# Bailey wood report 7/20



## Dave Frank (Oct 14, 2003)

6 of us ran it late this afternoon, at about 500 cfs. Great time in there.

Lots of wood has moved around this season, but none of it is presently sketchy. Lots of stuff that that looks like it could move soon or might be a little worse with less water.

One to look out for is the boof below the steeps and above Supermax. It visibly blocks the main boof and the right line, but it also sticks further left than may be apparent. Stay hard left.

Also there are a few that would not be raft friendly. one that we've been going under for years, that only has the branches trimmed for safe kayak passage and another on an innocuous ledge drop near the end, that kayaks can boof at this level, but a raft would not slip over easily.

Iit was great to see Forrest's new nomad get recirced in first falls. That's right, forrest wasn't even in the trip.

More water is flushing into the hole at first falls from river right, making it incredibly sticky. Gee who would run that without looking at it in five years?

Good stuff bro.


----------



## El Flaco (Nov 5, 2003)

Gosh, I wonder who swam? Hope they didn't drive a long ways.


----------



## teleboater5.13 (Sep 29, 2005)

Dave

Do you think the wood in the river would be too much for a raft...or just a pain to get around (still worth it in a raft or no, in your opinion) Thanks

Jon


----------



## Dave Frank (Oct 14, 2003)

Hard to say. I've rowed lots, but not done any paddle raft creeking missions. It did drop down to 400 last night, which should still be enough.

I wouldn't let the wood deter you. Be sure to have competent kayakers that want to help you catch eddies above the wood and portage. I can only think of two wood portages.


----------



## Jahve (Oct 31, 2003)

Thanks for the update..

There is a group of 3 makin our way up - leavin bv at about 9:15 so we will be at the takeout around 11:30 to Noon...


----------



## deepsouthpaddler (Apr 14, 2004)

Thanks for the heads up Dave. Much appreciated. 

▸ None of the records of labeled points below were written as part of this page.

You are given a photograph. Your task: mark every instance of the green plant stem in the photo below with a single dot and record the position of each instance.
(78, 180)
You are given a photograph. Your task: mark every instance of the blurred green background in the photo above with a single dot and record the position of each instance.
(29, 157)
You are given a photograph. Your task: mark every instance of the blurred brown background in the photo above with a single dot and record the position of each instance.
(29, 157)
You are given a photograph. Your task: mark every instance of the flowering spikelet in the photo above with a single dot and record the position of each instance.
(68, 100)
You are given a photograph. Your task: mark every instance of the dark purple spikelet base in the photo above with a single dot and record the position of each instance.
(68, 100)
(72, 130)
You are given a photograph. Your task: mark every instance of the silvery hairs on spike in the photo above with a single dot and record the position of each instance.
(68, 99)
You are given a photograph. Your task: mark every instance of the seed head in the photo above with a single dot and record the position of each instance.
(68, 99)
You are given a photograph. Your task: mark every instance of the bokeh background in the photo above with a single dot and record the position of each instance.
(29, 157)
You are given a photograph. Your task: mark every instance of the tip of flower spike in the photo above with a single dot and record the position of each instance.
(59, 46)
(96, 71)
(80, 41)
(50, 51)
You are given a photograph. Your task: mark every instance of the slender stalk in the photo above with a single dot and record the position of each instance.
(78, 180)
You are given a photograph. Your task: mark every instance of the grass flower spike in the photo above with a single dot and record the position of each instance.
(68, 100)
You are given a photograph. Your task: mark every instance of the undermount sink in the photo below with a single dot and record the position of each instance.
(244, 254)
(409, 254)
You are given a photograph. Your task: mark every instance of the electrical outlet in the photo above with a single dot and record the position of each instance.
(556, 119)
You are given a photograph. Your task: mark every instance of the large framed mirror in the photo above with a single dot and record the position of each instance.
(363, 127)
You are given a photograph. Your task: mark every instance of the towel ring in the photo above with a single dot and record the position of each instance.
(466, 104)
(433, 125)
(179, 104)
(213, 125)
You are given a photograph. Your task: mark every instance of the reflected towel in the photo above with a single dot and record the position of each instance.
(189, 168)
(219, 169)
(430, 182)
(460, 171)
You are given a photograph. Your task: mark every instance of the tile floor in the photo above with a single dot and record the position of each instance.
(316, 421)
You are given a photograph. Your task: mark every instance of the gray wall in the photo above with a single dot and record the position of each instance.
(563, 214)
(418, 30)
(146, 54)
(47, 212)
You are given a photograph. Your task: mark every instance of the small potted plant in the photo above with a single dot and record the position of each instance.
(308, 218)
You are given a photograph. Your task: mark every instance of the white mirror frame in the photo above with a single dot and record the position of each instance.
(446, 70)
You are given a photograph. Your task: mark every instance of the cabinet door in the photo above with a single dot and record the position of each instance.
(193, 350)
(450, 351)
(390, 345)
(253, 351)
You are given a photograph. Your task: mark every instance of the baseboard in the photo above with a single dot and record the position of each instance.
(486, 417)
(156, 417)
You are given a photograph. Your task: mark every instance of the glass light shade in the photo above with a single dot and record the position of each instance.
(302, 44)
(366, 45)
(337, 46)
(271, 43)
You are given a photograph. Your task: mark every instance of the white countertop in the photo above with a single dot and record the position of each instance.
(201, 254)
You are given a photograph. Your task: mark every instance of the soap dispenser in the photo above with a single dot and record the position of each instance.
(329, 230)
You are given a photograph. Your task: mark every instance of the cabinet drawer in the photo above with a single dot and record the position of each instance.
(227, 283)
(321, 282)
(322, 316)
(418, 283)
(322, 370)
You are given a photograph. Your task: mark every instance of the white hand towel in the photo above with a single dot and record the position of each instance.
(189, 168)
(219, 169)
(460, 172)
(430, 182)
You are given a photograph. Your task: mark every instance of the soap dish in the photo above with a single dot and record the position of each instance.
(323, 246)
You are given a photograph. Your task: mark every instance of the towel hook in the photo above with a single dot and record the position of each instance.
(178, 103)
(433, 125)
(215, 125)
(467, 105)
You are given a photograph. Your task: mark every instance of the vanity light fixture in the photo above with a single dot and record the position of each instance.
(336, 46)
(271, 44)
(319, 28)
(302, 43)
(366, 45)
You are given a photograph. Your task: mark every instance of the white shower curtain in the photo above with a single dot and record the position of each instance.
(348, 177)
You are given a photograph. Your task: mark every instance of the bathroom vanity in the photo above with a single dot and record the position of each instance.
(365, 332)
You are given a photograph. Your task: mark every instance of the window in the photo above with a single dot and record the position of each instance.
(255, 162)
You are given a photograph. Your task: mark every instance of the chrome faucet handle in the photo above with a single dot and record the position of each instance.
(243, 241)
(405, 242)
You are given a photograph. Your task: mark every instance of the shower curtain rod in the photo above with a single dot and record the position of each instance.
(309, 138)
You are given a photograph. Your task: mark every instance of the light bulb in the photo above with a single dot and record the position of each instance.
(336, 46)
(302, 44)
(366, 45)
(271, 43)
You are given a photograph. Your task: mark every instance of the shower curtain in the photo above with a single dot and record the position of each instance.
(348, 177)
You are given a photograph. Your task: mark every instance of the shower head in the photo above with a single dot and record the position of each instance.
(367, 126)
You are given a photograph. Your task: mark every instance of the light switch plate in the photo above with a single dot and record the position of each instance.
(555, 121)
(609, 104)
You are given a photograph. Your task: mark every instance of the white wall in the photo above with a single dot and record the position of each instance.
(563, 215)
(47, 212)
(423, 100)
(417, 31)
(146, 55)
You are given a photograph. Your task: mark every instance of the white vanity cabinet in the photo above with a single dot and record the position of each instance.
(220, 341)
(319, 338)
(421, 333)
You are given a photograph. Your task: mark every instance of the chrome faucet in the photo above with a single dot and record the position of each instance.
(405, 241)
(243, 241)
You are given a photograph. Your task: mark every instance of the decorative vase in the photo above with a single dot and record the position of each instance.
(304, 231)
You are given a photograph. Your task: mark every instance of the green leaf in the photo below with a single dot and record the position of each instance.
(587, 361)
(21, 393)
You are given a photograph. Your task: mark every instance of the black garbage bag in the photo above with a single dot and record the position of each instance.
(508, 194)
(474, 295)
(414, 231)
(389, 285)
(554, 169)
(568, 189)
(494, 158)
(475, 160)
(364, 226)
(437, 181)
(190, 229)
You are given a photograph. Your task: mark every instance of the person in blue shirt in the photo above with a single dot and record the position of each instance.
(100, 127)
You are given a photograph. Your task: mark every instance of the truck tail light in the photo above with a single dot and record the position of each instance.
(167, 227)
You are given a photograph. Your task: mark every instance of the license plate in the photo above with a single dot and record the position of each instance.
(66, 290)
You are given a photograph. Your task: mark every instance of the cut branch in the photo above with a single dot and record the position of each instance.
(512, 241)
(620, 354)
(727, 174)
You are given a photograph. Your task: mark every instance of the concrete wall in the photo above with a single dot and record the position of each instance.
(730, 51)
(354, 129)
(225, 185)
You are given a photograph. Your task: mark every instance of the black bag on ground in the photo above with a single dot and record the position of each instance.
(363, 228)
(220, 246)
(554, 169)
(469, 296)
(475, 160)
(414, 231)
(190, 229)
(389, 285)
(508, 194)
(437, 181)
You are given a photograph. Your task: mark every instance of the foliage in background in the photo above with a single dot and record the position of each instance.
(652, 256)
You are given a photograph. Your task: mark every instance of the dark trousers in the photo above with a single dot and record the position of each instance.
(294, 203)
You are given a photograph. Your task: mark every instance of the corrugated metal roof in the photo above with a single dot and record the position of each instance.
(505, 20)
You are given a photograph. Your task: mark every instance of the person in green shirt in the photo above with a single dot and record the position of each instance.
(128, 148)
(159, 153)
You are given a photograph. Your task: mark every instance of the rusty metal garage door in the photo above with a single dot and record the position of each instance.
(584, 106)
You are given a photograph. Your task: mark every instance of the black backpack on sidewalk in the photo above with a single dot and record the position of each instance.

I've found myself wishing several times that the in-between rapids on bailey had consistent well known names (maybe they already have them?), primarily for wood discussion like this. So many times I've had the conversation of "you know the one, below the other one, where you boof, and there is a ledge". Invariably I get confused. 

Below 4 falls you have the notch slot, then the long S-turn with the pin spot. Below the s-turn is a horizon line where you can enter left or right with both funneling into a straight away set of drops at the bottom. Is this the one with the wood in it blocking the right line?

Anyone have names for these rapids that are commonly used?

I guess the only names I regularly use are...

4 falls
the notch
s- turn
supermax
trashcan
deer creek
mystery eddy
Any others?

First falls "no look to chunder" move... ouch!


----------



## danger (Oct 13, 2003)

there are four distinct rapids in the steeps. the notch, another one, s- turn, and then another. steeps #2 and #4 need names. 

also, there is a rapid below trashcan that seems to be a wood magnet. the one i'm thinking of has a good lead in hole in the middle of the current at higher flows and then wood has collected in the middle and right slots in the past. i think a boat was pinned there a year or two back. i always run this one in the far left channel to avoid any possible wood encounters. does anyone know which one i'm refering to and have a name suggestion?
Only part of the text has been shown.